With the solar panels installed next to Caliente Springs Resort in Desert Hot Springs, Calif., “We’re going to be generating a lot of electricity,” co-owner Timonthy Manthie told Woodall’s Campground Management. Indeed, about one megawatt of power each year.
Conveniently located on top of subterranean hot springs, Caliente Springs never has to use natural gas or electricity to heat its five swimming pools and 13 hot spas. But the resort does have to use to electricity — and lots of it — to pump the naturally heated water from deep underground wells into its swimming pools and spas. And with recent electricity rate increases from Southern California Edison, the cost of running those pumps — about 50 of them in all — combined with the costs of providing electricity to a 700-site RV resort, Caliente Springs’ electricity bill is more than $100,000 a year.

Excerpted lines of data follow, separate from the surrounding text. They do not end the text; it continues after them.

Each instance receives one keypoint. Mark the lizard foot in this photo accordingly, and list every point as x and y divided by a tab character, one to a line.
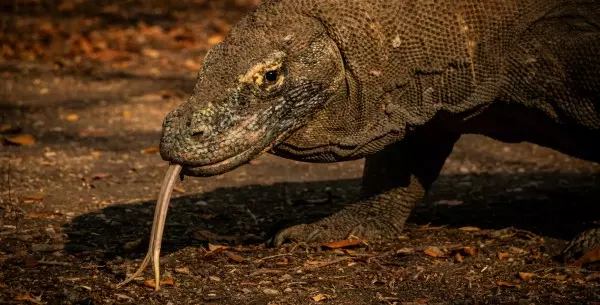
581	244
338	227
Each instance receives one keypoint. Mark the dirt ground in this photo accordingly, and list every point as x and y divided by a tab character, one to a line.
84	88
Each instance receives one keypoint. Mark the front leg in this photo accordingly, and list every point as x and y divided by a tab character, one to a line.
394	179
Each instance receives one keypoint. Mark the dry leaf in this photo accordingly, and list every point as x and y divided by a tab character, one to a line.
469	251
184	270
27	297
588	257
526	276
344	243
433	252
458	257
8	128
72	117
504	284
151	150
167	282
33	197
320	297
25	139
214	39
234	257
557	277
99	176
213	247
405	251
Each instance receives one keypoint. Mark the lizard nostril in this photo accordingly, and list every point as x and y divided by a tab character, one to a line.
199	130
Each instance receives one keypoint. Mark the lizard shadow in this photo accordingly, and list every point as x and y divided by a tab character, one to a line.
551	205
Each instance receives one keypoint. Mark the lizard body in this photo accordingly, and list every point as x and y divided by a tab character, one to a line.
396	82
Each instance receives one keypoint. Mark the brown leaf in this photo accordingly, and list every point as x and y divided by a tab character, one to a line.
99	176
167	282
320	297
433	252
458	257
504	284
526	276
24	139
183	270
42	214
92	132
556	277
345	243
234	257
151	150
33	197
588	257
405	251
214	39
27	297
72	117
593	277
213	247
8	128
469	251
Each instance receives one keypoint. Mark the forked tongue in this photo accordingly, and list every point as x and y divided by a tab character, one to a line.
158	226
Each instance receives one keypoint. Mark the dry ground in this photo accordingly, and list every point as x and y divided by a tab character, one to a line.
88	83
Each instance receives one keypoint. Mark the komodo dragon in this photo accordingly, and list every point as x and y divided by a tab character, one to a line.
393	81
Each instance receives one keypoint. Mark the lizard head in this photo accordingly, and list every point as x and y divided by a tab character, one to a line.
272	73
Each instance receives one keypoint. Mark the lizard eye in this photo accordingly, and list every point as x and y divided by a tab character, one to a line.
271	76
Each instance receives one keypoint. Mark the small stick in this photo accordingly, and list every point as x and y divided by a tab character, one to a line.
158	226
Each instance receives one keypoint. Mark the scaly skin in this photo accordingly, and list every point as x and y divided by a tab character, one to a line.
397	82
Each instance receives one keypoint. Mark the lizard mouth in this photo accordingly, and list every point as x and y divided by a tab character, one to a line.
223	166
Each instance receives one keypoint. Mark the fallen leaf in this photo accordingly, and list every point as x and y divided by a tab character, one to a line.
167	282
345	243
213	247
183	270
588	257
42	214
469	251
72	117
504	284
557	277
151	150
25	139
8	128
433	252
214	39
405	251
526	276
234	257
27	297
152	53
33	197
592	277
99	176
458	257
92	132
320	297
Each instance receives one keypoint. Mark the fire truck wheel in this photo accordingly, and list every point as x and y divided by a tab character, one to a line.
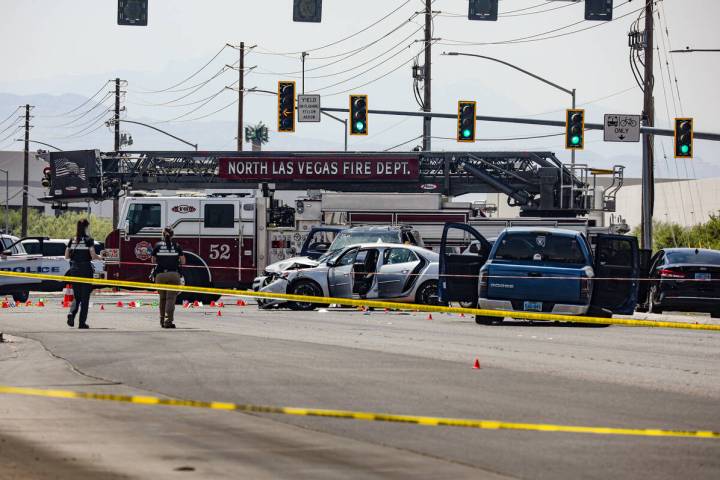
21	296
427	294
309	288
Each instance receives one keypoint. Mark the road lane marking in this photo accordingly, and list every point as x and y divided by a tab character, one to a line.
362	416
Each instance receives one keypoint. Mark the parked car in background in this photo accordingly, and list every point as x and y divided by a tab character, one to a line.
387	271
683	279
55	247
401	234
545	270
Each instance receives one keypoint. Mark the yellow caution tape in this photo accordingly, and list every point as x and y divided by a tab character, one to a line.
542	317
366	416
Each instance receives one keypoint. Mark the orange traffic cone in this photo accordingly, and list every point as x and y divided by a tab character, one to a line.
68	296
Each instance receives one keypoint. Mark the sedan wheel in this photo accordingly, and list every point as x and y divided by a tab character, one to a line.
428	294
307	288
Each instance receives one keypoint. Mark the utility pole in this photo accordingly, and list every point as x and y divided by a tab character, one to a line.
427	74
116	200
26	172
648	171
304	54
241	95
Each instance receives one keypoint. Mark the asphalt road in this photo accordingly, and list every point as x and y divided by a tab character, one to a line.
344	359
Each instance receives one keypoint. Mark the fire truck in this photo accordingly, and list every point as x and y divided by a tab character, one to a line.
232	233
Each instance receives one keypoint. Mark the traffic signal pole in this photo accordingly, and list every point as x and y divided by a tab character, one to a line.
26	172
427	77
116	118
648	175
241	95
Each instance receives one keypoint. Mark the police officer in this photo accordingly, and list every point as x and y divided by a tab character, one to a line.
81	251
167	256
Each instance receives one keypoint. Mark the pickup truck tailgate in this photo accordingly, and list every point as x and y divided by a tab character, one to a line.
539	283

But the Manthie brothers think they can offset their ever rising electricity bills by investing in solar power. Working with Irvine, Calif.-based Shorebreak Energy Developers Inc., they are installing enough solar panels to cover virtually all of Caliente Springs’ power needs.
In fact, the Manthie brothers are so convinced they can use solar power to reduce their electricity bills that they have plans to install another major solar power generation system this summer at another Desert Hot Springs park — the 891-site Sky Valley Resort. They also plan to install solar panels at another 180-site park they just recently acquired in Ehrenberg, Ariz.
Other park operators are similarly enthused about investing in solar power, particularly as electricity costs continue to increase.
“It’s critical for us,” said Bill Milligan, general manager of Rancho Los Coches RV Park in Lakeside, Calif.